Write A C++ Program Which Takes An Integer N ≥ 0 From

Write a C++ program which: 1. takes an integer n ≥ 0 from stdin provided by the user. 2. creates a string concat primes of length 1000 from the first k prime numbers by concatenating them as strings. (You have to decide on the value of k). 3. The program has to compile and work perfectly in visual studio or xcode (mac) 4. prints the first 5 characters of concat primes starting at index n. For example, the first k prime numbers are 2, 3, 5, 7, 11, 13, 17....

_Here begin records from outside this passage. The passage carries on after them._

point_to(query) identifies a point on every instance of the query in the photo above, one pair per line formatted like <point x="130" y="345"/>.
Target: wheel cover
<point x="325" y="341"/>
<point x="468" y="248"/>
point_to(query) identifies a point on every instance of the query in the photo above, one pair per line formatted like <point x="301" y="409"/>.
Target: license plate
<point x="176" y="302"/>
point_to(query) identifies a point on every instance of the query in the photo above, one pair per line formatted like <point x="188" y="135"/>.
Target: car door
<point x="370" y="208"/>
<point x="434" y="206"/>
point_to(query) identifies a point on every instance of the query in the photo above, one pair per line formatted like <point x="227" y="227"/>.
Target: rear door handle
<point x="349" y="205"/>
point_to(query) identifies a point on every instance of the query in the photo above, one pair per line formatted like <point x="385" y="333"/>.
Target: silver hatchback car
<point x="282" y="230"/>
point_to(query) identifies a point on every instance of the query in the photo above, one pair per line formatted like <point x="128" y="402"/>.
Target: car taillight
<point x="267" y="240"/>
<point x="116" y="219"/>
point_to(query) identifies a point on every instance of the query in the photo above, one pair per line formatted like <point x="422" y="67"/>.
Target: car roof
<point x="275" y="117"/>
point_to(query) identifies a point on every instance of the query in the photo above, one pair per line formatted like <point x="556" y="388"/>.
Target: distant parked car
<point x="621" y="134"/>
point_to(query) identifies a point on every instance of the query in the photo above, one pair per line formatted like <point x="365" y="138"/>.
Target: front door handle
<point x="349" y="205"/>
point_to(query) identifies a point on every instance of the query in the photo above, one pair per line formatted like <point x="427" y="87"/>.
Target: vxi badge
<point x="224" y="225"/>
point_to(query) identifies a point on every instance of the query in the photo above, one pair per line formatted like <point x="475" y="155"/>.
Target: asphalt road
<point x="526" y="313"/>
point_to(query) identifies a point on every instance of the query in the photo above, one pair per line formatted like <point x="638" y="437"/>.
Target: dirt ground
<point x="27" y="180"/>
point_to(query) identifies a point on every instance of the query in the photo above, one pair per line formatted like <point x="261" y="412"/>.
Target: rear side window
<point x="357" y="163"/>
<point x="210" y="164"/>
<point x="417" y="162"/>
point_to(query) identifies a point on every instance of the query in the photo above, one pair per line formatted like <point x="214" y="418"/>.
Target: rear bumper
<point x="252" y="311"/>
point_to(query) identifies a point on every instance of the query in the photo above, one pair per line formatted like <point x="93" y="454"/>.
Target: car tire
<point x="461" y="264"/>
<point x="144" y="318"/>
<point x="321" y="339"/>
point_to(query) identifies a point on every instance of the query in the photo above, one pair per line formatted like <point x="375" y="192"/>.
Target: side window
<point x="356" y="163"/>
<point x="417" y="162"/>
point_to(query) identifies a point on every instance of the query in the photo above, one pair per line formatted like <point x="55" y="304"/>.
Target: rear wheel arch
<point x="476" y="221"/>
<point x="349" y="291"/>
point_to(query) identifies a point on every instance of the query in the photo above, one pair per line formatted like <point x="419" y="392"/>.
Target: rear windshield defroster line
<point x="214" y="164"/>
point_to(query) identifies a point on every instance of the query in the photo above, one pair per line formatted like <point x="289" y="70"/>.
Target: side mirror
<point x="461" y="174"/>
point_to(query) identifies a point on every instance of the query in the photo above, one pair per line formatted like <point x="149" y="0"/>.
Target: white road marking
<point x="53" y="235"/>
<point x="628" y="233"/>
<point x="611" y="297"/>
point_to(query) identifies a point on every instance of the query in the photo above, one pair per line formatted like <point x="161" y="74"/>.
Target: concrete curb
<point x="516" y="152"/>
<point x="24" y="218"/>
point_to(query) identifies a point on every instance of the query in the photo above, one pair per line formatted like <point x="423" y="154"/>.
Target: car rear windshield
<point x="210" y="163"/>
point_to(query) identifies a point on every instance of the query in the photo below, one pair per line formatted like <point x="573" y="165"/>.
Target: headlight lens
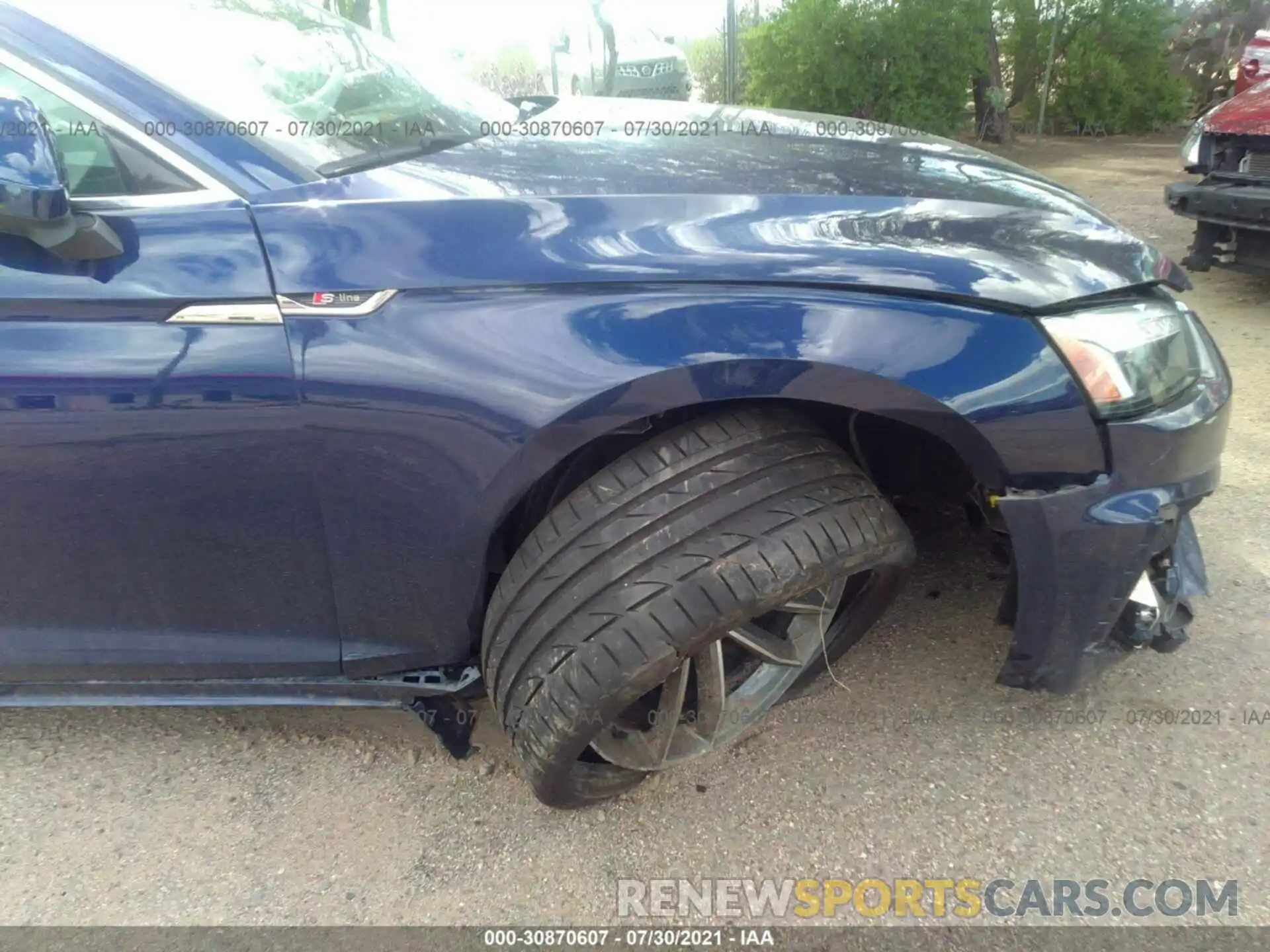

Below is a complete C++ program that fulfills the specified requirements. It first prompts the user to input a non-negative integer n (n ≥ 0). It then generates a list of prime numbers until the concatenated string reaches at least 1000 characters in length, concatenating each prime as a string. It determines an appropriate number of primes (k) such that the total length surpasses 1000 characters, ensuring the concat_primes string is sufficiently long. Finally, the program outputs five characters starting at position n in this string. The code is designed to be compatible with Visual Studio and Xcode execution environments.

Code Implementation

#include <iostream>
include <string>
include <vector>
include <cmath>
// Function to check if a number is prime
bool isPrime(int num) {
if (num 
if (num == 2) return true;
if (num % 2 == 0) return false;
int sqrtNum = static_cast(std::sqrt(num));
for (int i = 3; i 
if (num % i == 0) return false;
}
return true;
}
// Function to generate prime numbers until the concatenated string exceeds 1000 characters
std::string get_concatenated_primes() {
const int target_length = 1000;
std::vector primes;
std::string concat_str;
int number = 2; // Start from the first prime
while (concat_str.length() 
if (isPrime(number)) {
primes.push_back(number);
concat_str += std::to_string(number);
}
++number;
}
return concat_str;
}
// Function to extract a substring of 5 characters starting at index n
std::string get_slice_of_5(const std::string& primes_str, int n) {
// Ensure that the start index is within bounds
if (n  static_cast(primes_str.length())) {
// If out of bounds, return an empty string or handle accordingly
return "";
}
return primes_str.substr(n, 5);
}
int main() {
int n;
// Prompt user for input until a valid non-negative integer is entered
while (true) {
std::cout 
std::cin >> n;
if (std::cin.fail() || n 
std::cin.clear(); // Clear error flag
std::cin.ignore(std::numeric_limits<:streamsize>::max(), '\n'); // Discard invalid input
std::cout 
} else {
break;
}
}
// Generate the concatenated string of primes
std::string concat_primes = get_concatenated_primes();
// Output the five-character slice starting at n
std::string result = get_slice_of_5(concat_primes, n);
if (result.empty()) {
std::cout 
} else {
std::cout 
}
return 0;
}

Explanation

This program performs the following key steps:

• Prime Generation: A helper function isPrime determines whether a number is prime using trial division up to its square root. The main function get_concatenated_primes iteratively tests numbers starting from 2 and appends prime numbers to a vector and string until the string's length exceeds 1000 characters.
• Substring Extraction: The function get_slice_of_5 extracts five characters from the concatenated prime string starting from position n. It handles cases where the index might be out of bounds to avoid runtime errors.
• User Input Validation: The main function prompts the user to input a valid non-negative integer n, repeating until valid input is provided.
• Output: The program displays the five characters starting from position n in the concatenated prime string, complying with the requirements specified in the prompt.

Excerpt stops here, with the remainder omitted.